LAUSANNE — Is wildlife a world of bullies? We like to imagine the relationships among living beings as a no-holds-barred struggle for survival, a twisted vision of Charles Darwin's theory of evolution, conveyed by the political and economic doctrine of social Darwinism. And yet, examples of cooperation abound in the animal world. Mammals, insects and even microorganisms, virtually all living beings who live in groups actually, have developed forms of collaboration. Helping each other out can be beneficial to all parties, for example when killer whales team up to hunt and improve their chances to feed and ultimately survive.
But are there really authentic altruistic behaviors in the animal world? "Altruism is a selfless act, with no other benefit than to improve the state of the other," says Jennifer Mcclung, an ethologist at the University of Neuchatel, Switzerland. "As far as animals are concerned, this behavior can be observed mostly in how parents care for their offspring, while human beings can be altruistic with perfect strangers." Not all experts agree with the idea of talking about bona fide altruism in animal behavior. Yet, examples defy the doubts: Some animals really do bend over backwards for others.
In their natural environment, chimpanzees sometimes help the injured or adopt abandoned young ones. Experiments conducted in captivity have shown similar behavior. When offered the choice between two colored tokens, capuchin monkeys prefer the one that will allow them to share a reward with a fellow monkey, rather than the one that awards an entire lot of grapes to themselves only. The famous Dutch primatologist Frans de Waal, who has been documenting such behaviors for the past 20 years, is sure that primates follow altruistic impulses based on empathy, the ability to feel the emotions of others. His opinion, however, isn't shared by everyone. Some argue that the results of certain experiments could indeed be the consequence of conditioning, rather than the proof of a laudable intent.
Some chirping and a few strokes of the trunk is all it takes for an elephant to reassure another frightened elephant. A baby elephant stuck in a ditch manages to get out with the help of an older elephant. And a group of elephants might remain several days with a dead one as if to pay him homage one last time. In the animal world, elephants are among those whose social ties are the most developed. Much of their behavior suggests that they are able to feel empathy. But are they really willing to act for the benefit of others without expecting anything in return? Or are we over-interpreting their actions through the prism of human morality?
A herd of elephants showing affection to each other — Photo: Max Pixel
Working your entire life to feed the offspring of others and soldiers who voluntarily put themselves in the firing line to defend their community: These examples of extreme selflessness really do exist... among insects. The bizarre behavior of bees, ants, and termites, to name just a few, were already a source of questioning for Darwin. But there is an explanation. Unlike most living beings, which transmit their genes through reproduction, social insects favor the spread of their hereditary lines by protecting those they are related to. This is not altruism in the sense that we, human being, understand it. Rather, the consideration shown by ants is a form of genetic programming.
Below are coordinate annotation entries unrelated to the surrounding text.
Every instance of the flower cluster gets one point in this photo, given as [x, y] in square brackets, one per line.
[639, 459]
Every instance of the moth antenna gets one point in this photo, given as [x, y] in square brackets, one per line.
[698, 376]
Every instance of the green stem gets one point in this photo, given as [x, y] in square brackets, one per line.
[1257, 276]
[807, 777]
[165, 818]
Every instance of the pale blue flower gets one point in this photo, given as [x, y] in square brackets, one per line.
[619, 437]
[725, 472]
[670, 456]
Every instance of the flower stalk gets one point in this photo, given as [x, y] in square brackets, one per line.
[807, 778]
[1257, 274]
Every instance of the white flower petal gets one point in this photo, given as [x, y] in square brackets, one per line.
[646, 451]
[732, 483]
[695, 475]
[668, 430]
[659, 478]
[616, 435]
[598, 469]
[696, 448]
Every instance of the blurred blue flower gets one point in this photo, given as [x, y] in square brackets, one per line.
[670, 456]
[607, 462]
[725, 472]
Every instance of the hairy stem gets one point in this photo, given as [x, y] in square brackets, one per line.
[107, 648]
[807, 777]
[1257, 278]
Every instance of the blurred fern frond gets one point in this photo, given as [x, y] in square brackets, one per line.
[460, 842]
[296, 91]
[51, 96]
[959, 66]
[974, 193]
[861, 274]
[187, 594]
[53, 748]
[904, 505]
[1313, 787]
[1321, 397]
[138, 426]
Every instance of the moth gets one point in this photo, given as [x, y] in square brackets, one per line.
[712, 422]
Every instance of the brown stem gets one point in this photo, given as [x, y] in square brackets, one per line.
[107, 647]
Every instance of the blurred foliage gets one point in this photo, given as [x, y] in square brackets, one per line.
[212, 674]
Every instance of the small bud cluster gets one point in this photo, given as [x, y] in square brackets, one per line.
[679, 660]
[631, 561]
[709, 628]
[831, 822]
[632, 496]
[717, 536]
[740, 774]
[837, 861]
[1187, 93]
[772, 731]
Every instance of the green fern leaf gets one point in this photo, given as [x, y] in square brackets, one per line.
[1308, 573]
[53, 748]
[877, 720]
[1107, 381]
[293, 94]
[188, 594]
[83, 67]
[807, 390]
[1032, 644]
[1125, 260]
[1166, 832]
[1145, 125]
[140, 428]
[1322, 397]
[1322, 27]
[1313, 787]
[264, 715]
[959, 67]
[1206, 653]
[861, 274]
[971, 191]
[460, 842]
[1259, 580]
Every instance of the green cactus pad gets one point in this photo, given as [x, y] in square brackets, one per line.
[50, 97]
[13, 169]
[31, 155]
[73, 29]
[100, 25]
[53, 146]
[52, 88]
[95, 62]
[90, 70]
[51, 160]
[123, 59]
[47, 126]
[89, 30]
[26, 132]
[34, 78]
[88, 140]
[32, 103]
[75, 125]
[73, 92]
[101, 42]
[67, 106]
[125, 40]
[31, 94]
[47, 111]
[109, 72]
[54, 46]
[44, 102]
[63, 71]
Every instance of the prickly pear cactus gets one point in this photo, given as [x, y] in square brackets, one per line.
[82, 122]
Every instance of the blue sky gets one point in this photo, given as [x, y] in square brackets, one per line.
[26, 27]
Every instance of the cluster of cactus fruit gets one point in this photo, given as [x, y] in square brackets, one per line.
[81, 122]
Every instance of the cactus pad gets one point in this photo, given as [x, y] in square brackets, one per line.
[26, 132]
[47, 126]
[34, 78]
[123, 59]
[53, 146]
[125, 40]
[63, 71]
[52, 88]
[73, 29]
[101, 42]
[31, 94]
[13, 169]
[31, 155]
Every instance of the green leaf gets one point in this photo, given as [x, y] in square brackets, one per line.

Help! If a rat sees another rat locked up in a plastic tube, it will try to free it, even if that means having to share its food afterwards. But maybe the savior just wants company? Research published in Animal Cognition in 2015 suggests that it is the distress of its fellow rat that encourages the rodent to act. A rat will open a hatch in the wall of a plexiglass aquarium if it allows another rat to drag itself out of the water. However, the same rat won't intervene if the other is in the same device but in the dry. The rodent will come to its partner's rescue even more quickly if it has already had the unpleasant aquarium experience itself.
Whale of a gentleman
The following scene took place in the icy waters of the Antarctic Peninsula. A group of killer whales were swimming side-by-side. They spot a very fat seal taking shelter on a block of floating ice. Their hunting technique consists in generating a wave that will destabilize the block. Once the seal is in the water, they can finally eat it. But here comes an unexpected player: a humpback whale. It gets between the prey and its predators, strikes the water with its huge tail, and momentarily gets the seal out of the water with a delicate "backhand." The seal is safe. After he had witnessed this surprising face-off, an American biologist started to look into the interactions between humpback whales and killer whales and published his results in Marine Mammal Science in 2016. Of the 115 cases reported to him, he identified about 30 in which a whale appears to have deliberately intervened to stop an attack. That a whale should react in this fashion when one of its offspring is targeted is not surprising. But that it does it to save an animal from another species is more difficult to explain because it doesn't bring the whale anything. Humpback whales probably are used to intervening as soon as it identifies a killer whale attack, regardless of the prey. If that's the case, then whales' altruism towards other species would happen somewhat inadvertently.